If we add to this the unknown population numbers in the Israelite territories of northern Israel and parts of Transjordan, we may estimate the population in the Israelite territories at somewhere between fifty and seventy thousand people. (p. 134)

How he arrives at such figures despite the “methodological problems” he discusses he does not explain. But I am not clear on the significance of these figures anyway. Surely a — the — significant figure would be that of the apparent power base from which a united Palestinian kingdom could be established, extended, controlled and sustained. I doubt a 4 hectare Jerusalem could fit the bill.

Literacy

Mazar:

The few inscriptions incised on stones or pottery vessels for daily use from a tenth century context hint at the spread of literacy already in this time, and thus it can be assumed that some officials and professional scribes did exist in the tenth century. (p. 135)

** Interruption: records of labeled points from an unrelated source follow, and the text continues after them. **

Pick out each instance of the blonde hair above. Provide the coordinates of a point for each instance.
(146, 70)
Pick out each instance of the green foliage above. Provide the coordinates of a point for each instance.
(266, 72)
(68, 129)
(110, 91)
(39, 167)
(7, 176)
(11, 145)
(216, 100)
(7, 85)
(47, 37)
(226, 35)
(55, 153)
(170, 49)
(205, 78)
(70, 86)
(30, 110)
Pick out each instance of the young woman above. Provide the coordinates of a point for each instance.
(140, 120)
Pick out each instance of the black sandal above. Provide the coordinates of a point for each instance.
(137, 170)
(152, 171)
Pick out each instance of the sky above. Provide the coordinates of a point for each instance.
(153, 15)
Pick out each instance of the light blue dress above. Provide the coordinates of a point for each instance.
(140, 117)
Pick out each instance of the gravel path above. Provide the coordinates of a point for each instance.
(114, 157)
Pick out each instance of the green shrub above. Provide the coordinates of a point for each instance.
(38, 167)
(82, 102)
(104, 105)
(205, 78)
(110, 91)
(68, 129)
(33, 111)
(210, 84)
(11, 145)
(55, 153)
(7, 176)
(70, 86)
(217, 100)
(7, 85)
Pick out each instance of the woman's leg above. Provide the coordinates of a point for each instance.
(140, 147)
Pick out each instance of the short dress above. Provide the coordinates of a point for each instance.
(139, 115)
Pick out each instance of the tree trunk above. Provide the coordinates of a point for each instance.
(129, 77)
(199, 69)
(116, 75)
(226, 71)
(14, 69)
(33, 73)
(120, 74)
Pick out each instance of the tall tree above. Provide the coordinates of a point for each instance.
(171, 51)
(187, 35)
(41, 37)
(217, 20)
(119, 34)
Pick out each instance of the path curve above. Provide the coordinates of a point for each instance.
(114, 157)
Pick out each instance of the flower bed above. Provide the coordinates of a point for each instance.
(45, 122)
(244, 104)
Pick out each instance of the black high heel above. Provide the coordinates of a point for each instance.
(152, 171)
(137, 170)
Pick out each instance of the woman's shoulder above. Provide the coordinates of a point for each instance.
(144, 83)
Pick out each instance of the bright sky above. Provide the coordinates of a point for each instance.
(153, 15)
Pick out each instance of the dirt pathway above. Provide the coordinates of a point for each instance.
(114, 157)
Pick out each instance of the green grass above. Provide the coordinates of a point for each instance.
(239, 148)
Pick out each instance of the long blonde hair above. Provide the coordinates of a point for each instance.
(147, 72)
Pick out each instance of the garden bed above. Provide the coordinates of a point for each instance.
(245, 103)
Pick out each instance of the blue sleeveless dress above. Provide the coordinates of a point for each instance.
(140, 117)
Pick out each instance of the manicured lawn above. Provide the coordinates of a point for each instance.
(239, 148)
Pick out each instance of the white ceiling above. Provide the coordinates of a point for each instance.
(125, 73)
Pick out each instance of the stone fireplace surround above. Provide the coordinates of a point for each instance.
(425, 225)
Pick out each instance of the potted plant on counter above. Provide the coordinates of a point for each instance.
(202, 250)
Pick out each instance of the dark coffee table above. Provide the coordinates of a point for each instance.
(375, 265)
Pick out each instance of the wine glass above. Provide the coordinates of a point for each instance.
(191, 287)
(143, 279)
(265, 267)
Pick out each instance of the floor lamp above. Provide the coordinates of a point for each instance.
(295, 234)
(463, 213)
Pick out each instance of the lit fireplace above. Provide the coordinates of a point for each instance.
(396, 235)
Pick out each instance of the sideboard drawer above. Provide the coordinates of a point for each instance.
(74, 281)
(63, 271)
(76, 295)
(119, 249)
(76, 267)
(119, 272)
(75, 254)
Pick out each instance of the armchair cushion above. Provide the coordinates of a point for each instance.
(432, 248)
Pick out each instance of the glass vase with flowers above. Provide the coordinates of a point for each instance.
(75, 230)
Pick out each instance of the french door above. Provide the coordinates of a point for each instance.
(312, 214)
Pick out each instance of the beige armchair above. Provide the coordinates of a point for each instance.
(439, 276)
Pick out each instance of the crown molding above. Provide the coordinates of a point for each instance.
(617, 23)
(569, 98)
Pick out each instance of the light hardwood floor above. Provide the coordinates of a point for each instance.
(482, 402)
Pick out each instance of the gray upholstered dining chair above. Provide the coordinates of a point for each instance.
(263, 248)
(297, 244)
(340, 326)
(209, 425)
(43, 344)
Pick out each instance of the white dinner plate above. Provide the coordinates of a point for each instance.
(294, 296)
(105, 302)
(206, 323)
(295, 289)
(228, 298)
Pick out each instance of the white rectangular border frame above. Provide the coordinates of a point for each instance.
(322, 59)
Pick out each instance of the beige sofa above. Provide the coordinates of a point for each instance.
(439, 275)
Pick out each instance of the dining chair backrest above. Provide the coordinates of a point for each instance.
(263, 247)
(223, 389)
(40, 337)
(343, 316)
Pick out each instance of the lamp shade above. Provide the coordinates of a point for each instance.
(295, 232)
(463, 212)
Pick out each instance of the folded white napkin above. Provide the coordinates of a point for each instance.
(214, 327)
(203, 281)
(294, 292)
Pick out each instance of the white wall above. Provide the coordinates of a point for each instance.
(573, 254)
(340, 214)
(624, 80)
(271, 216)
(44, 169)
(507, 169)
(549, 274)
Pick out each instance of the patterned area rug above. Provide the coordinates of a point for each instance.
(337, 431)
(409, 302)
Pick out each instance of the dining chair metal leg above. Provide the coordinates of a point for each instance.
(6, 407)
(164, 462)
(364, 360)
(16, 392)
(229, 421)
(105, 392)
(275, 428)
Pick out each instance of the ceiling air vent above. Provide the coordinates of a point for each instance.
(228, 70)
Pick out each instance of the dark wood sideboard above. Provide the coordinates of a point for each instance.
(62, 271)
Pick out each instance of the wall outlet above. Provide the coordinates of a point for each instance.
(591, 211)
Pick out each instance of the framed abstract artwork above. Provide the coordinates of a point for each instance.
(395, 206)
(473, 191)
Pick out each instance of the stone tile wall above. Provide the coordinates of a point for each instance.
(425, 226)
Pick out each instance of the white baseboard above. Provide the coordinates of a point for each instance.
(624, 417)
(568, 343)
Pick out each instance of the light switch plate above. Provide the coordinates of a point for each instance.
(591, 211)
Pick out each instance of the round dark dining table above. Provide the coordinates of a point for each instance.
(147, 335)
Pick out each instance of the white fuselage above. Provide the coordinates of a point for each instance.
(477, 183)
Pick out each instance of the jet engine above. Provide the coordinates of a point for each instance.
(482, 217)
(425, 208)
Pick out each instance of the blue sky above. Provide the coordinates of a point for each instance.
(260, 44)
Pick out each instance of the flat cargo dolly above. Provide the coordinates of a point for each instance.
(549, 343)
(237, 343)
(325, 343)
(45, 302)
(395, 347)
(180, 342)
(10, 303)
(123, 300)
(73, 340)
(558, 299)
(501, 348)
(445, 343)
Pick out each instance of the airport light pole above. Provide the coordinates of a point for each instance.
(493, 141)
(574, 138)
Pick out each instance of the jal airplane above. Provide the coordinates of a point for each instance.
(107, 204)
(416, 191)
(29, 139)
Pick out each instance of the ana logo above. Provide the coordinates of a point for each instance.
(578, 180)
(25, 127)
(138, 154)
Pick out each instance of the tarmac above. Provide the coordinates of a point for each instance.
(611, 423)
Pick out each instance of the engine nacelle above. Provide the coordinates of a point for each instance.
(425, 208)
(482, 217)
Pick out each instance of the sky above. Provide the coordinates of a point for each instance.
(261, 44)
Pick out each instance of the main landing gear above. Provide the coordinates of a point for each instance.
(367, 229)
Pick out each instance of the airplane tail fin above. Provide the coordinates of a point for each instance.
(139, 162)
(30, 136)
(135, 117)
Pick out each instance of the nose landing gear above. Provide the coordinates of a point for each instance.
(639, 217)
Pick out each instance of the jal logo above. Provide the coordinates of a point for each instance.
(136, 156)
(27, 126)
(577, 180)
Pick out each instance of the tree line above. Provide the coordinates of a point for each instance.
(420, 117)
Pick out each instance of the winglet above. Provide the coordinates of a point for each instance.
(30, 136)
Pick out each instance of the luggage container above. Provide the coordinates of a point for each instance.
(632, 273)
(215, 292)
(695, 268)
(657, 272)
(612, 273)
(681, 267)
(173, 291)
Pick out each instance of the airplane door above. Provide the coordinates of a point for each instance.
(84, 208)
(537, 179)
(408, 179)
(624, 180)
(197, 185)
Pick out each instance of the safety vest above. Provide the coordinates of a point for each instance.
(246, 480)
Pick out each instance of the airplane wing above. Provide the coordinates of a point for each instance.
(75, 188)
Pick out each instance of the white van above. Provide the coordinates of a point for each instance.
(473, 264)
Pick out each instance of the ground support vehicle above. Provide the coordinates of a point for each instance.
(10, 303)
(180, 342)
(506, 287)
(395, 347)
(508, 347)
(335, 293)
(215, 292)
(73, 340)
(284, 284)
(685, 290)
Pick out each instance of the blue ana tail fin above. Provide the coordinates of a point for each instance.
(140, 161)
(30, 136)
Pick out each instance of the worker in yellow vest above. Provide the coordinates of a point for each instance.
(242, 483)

Not knowing the specific evidence to which Mazar is referring (and hence unable to cross check with other views and finds) my only comment is that literate officials required for basic book-keeping and legal matters are a long step from a critical mass of literates from which historical, religious and other forms of literature can be sustained.

Conclusions

Mazar writes:

A talented, charismatic, and politically astute leader in control of a small yet effective military power could, in my view, have taken hold of a large part of a small country like the land of Israel and united diverse population groups under his leadership. (p. 139)

Apparently forgetting for a moment about the need to account for the Solomon legend adjunct to the Davidic one, Mazar goes on to comment that “short-lived political and territorial achievements like those of David may be beyond the capability of the tools of archaeology to detect . . . .”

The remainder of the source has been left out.